Pregnant women experience numerous adjustments in their endocrine system that help support the developing fetus. The fetal-placental unit secretes steroid hormones and proteins that alter the function of various maternal endocrine glands. Sometimes, the changes in certain hormone levels and their effects on their target organs can lead to gestational diabetes and gestational hypertension.
Fetal-placental unit

Graph of the levels of estrogen, progesterone, beta-hcg throughout pregnancy
Levels of progesterone and estrogen rise continually throughout pregnancy, suppressing the hypothalamic axis and subsequently the menstrual cycle. The progesterone is first produced by the corpus luteum and then by the placenta in the second trimester. Women also experience increased human chroinic gonadotropin (β-hCG), which is produced by the placenta.
Pancreatic Insulin
The placenta also produces human placental lactogen (hPL), which stimulates maternal lipolysis and fatty acid metabolism. As a result, this conserves blood glucose for use by the fetus. It can also decrease maternal tissue sensitivity to insulin, resulting in gestational diabetes.
Pituitary gland
The pituitary glands grows by about one-third as a result of hyperplasia of the lactrotrophs in response to the high plasma estrogen. Prolactin, which is produced by the lactrotrophs increases progressively throughout pregnancy.

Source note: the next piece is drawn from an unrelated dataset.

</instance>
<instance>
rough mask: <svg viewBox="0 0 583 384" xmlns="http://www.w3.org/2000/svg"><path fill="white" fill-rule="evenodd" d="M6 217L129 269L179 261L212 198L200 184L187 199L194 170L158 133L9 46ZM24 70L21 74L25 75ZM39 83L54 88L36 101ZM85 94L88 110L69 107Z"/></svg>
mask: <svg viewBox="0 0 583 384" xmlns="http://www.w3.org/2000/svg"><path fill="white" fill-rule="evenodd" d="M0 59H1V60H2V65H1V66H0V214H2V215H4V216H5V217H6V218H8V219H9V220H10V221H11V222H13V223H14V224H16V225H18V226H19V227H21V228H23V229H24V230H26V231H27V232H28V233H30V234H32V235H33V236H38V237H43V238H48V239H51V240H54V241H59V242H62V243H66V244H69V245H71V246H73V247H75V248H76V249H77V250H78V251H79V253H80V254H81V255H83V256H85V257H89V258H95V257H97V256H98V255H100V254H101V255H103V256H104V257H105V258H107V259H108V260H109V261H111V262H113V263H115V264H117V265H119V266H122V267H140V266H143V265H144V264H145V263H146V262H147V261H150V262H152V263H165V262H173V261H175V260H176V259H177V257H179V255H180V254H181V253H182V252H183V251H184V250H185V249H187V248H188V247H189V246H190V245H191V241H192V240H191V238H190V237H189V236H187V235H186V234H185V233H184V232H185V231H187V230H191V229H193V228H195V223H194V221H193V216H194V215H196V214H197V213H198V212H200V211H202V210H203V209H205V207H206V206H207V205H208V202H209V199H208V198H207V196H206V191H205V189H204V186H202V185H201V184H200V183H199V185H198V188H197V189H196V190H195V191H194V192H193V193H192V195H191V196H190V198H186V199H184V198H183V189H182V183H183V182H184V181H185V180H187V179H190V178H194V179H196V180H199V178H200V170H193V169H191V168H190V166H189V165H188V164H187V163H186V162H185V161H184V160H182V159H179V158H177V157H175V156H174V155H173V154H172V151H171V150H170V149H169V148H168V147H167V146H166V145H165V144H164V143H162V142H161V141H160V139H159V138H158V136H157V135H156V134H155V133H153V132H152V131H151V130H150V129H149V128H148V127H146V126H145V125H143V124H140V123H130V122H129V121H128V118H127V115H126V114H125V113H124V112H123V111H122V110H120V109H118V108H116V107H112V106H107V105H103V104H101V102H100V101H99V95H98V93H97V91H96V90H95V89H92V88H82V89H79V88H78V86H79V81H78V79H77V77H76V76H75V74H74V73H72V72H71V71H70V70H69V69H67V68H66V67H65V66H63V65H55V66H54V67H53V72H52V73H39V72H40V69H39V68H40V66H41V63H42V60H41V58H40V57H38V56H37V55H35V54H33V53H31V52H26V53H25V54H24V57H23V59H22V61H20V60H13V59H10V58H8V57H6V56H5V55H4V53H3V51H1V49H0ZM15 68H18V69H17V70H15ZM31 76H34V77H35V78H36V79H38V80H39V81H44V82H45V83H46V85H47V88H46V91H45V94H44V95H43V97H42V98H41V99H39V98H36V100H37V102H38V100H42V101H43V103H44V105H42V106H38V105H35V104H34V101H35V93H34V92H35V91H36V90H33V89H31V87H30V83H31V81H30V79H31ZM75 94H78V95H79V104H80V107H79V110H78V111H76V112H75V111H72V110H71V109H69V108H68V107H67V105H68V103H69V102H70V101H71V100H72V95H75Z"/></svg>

Prolactin mediates a change in the structure of the breast mammary glands from ductal to lobular-alveolar and stimulates milk production.
Parathyroid
Fetal skeletal formation and then later lactation challenges the maternal body to maintain their calcium levels. The fetal skeleton requires approximately 30 grams of calcium by the end of pregnancy. The mother’s body adapts by increasing parathyroid hormone, leading to an increase in calcium uptake within the gut as well as increased calcium reabsorption by the kidneys. Maternal total serum calcium decreases due to maternal hypoalbuminemia, but the ionized calcium levels are maintained.
Adrenal goals
Total cortisol increases to three times of non-pregnant levels by the third trimester. The increased estrogen in pregnancy leads to increase corticosteroid-binding globulin production and in response the adernal glad produces more cortisol. The net effect is an increase of free cortisol. This contributes to insulin resistance of pregnancy and possibly striae.Despite the increase in cortisol, the pregnant mom does not exhibit Cushing syndrome or symptoms of high cortisol. One theory is that high progesterone levels act as an antagonist to the cortisol.
The adrenal gland also produces more aldosterone, leading to an eight-fold increase in aldosterone. Women do not show signs of hyperaldosterone, such as hypokalemia, hypernatremia, or high blood pressure.
The adrenal gland also produces more androgens, such as testosterone, but this is buffered by estrogen’s increase in sex-hormone binding globulin (SHBG). SHBG binds avidly to testosterone and to a lesser degree DHEA.
Thyroid
The thyroid enlarges and may be more easily felt during the first trimester. The increase in kidney clearance during pregnancy causes more iodide to be excreted and causes relative iodine deficiency and as a result an increase in thyroid size. Estrogen-stimulated increase in thyroid-binding globulin (TBG) leads to an increase in total thyroxine (T4), but free thyroxine (T4) and triiodothyronine (T3) remain normal.